Class BucketBatchByLengthDataset
- Defined in File datasets.h 
Inheritance Relationships
Base Type
- public mindspore::dataset::Dataset(Class Dataset)
Class Documentation
- 
class BucketBatchByLengthDataset : public mindspore::dataset::Dataset
- The result of applying BucketBatchByLength operator to the input dataset. - Public Functions - Constructor of BucketBatchByLengthDataset. - Note - Bucket elements according to their lengths. Each bucket will be padded and batched when they are full. - Parameters
- input – [in] The dataset which need to apply bucket batch by length operation. 
- column_names – [in] Columns passed to element_length_function. 
- bucket_boundaries – [in] A list consisting of the upper boundaries of the buckets. Must be strictly increasing. If there are n boundaries, n+1 buckets are created: One bucket for [0, bucket_boundaries[0]), one bucket for [bucket_boundaries[i], bucket_boundaries[i+1]) for each 0<i<n, and one bucket for [bucket_boundaries[n-1], inf). 
- bucket_batch_sizes – [in] A list consisting of the batch sizes for each bucket. Must contain elements equal to the size of bucket_boundaries + 1. 
- element_length_function – [in] A function pointer that takes in MSTensorVec and outputs a MSTensorVec. The output must contain a single tensor containing a single int32_t. If no value is provided, then size of column_names must be 1, and the size of the first dimension of that column will be taken as the length (default=nullptr). 

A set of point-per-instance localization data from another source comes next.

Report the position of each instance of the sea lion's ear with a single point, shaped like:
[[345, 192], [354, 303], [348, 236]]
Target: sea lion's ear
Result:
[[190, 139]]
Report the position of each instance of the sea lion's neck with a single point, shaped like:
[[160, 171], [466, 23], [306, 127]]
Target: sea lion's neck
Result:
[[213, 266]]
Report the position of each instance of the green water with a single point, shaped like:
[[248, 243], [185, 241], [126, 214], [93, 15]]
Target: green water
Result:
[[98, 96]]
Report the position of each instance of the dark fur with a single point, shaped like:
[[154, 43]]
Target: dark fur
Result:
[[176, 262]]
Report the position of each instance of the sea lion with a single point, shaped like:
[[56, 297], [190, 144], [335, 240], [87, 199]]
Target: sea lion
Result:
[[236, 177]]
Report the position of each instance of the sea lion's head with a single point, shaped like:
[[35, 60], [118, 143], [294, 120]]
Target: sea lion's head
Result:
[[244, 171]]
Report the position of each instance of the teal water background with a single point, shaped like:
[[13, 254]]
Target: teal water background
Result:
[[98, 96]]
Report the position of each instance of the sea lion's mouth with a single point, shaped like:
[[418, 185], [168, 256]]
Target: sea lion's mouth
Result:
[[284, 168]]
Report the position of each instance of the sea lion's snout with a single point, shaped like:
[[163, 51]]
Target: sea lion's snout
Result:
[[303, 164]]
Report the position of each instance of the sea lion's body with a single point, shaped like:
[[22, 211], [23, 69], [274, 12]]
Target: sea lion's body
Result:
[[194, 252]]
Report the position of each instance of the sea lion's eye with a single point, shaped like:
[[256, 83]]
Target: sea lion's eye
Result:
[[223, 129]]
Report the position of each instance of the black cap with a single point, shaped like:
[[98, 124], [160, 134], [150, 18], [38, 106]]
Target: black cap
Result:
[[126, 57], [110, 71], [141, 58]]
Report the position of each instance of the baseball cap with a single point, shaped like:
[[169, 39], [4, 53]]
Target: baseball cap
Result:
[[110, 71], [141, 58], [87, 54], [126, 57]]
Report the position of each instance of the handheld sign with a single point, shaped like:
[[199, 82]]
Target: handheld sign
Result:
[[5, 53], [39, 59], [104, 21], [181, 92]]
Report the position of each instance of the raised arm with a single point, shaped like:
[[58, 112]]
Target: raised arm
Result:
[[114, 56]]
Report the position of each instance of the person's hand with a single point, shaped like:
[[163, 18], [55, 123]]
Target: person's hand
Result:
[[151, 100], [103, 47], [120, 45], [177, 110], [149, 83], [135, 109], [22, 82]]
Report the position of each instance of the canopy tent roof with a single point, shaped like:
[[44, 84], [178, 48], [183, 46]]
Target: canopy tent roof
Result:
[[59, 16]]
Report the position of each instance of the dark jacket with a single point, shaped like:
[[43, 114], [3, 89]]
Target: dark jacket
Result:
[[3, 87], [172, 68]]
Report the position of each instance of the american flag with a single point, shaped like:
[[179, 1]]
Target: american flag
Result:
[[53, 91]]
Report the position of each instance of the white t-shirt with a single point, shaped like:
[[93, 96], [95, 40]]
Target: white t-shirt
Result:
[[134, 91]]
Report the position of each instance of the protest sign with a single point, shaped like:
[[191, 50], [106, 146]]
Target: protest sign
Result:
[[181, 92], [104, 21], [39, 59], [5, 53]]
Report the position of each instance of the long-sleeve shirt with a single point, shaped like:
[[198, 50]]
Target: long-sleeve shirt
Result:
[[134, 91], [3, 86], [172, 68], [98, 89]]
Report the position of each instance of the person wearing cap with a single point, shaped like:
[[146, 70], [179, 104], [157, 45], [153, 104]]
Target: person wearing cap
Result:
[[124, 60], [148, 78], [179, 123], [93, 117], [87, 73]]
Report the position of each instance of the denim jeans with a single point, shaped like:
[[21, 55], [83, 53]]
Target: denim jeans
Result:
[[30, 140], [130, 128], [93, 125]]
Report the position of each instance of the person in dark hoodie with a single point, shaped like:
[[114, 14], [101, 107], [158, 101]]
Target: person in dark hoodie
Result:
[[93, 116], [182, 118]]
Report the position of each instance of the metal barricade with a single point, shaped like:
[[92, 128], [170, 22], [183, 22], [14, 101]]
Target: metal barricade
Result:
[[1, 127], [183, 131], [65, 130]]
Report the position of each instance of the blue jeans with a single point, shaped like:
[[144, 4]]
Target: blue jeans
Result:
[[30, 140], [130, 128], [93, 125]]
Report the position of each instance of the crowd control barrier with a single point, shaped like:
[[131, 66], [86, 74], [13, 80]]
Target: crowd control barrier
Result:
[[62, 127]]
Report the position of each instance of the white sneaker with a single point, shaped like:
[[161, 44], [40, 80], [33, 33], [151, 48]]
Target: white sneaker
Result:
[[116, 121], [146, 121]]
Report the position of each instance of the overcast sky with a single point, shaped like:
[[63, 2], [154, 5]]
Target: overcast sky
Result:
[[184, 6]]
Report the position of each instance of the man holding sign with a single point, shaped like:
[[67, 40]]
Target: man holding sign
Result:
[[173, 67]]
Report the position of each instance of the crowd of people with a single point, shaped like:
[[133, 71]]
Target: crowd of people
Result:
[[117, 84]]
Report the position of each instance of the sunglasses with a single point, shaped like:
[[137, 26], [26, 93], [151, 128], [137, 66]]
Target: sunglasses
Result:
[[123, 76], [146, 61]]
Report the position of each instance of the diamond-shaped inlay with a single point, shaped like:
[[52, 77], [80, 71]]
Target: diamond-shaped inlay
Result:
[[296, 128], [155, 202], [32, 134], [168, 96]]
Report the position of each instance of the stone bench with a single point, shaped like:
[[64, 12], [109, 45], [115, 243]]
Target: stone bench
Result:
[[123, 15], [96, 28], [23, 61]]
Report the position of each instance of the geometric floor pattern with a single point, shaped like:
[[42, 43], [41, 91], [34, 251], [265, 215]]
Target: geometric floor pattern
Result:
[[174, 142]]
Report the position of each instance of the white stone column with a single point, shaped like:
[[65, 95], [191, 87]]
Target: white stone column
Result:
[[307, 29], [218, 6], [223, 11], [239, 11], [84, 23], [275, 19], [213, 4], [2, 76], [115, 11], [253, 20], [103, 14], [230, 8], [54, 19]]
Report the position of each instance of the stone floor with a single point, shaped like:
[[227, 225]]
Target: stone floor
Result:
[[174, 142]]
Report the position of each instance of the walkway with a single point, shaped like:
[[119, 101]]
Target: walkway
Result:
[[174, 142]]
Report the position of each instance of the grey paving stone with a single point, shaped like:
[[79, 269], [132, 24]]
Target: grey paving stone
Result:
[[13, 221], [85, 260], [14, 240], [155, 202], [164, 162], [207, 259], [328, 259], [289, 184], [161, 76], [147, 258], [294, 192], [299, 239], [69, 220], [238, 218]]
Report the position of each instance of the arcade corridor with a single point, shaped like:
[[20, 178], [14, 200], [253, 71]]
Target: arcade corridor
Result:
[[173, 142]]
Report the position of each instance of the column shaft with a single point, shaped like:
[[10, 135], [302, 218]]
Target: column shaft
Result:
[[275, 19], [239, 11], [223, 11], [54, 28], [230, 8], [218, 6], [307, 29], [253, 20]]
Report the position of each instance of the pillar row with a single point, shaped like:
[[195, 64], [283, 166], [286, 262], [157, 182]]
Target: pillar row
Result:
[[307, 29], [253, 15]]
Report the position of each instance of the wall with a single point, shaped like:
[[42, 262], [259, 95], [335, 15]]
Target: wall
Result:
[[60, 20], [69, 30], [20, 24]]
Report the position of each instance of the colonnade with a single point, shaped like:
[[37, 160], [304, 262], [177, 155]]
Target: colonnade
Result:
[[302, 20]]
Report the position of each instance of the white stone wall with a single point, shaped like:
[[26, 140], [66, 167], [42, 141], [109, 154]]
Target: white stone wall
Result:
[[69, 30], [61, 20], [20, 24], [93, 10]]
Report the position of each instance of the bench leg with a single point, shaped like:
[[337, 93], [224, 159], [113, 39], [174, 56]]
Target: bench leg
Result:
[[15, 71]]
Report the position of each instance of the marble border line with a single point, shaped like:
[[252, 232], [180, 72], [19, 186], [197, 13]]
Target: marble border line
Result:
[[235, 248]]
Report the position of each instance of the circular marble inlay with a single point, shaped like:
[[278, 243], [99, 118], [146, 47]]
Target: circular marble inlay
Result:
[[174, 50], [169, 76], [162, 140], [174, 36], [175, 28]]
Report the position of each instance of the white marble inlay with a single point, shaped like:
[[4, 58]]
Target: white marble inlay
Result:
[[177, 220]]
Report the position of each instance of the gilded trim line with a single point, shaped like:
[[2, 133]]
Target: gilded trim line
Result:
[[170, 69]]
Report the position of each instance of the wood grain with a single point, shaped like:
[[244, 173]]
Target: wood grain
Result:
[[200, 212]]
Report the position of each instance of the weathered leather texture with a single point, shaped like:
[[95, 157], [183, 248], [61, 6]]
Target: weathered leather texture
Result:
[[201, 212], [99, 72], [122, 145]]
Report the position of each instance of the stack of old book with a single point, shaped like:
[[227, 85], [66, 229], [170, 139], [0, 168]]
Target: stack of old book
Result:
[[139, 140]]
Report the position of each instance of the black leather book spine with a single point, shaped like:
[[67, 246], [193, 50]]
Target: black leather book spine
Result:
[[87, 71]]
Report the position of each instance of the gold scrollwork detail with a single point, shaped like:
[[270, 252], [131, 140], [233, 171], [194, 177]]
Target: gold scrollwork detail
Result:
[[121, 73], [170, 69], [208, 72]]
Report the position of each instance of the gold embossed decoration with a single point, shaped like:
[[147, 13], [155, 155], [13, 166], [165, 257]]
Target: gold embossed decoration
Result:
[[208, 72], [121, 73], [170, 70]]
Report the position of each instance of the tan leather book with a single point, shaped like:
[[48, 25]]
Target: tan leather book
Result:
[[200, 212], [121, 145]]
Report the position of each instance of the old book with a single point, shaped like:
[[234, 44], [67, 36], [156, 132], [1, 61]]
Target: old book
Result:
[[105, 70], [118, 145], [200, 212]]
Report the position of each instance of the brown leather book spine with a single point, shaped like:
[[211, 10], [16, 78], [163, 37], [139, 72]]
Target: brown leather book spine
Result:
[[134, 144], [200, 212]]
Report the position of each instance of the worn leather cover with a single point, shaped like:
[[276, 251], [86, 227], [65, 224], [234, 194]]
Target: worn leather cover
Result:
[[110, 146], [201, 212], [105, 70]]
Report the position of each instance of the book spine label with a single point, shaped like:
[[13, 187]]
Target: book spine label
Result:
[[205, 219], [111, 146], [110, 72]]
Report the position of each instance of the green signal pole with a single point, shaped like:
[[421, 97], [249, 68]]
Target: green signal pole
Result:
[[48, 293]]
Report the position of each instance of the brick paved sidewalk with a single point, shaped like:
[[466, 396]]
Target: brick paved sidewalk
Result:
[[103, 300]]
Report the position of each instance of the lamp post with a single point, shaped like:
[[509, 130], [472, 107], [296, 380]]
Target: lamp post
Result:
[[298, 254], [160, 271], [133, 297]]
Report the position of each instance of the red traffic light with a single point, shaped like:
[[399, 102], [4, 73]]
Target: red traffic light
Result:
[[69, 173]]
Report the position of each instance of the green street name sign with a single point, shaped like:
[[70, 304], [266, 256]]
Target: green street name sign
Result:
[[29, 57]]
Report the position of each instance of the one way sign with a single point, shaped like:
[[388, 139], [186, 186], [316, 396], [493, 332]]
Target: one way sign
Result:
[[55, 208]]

- pad_info – [in] Represents how to batch each column. The key corresponds to the column name, the value must be a tuple of 2 elements. The first element corresponds to the shape to pad to, and the second element corresponds to the value to pad with. If a column is not specified, then that column will be padded to the longest in the current batch, and 0 will be used as the padding value. Any unspecified dimensions will be padded to the longest in the current batch, unless if pad_to_bucket_boundary is true. If no padding is wanted, set pad_info to None (default=empty dictionary). 
- pad_to_bucket_boundary – [in] If true, will pad each unspecified dimension in pad_info to the bucket_boundary minus 1. If there are any elements that fall into the last bucket, an error will occur (default=false). 
- drop_remainder – [in] If true, will drop the last batch for each bucket if it is not a full batch (default=false). 
 
 
 - 
~BucketBatchByLengthDataset() override = default
- Destructor of BucketBatchByLengthDataset.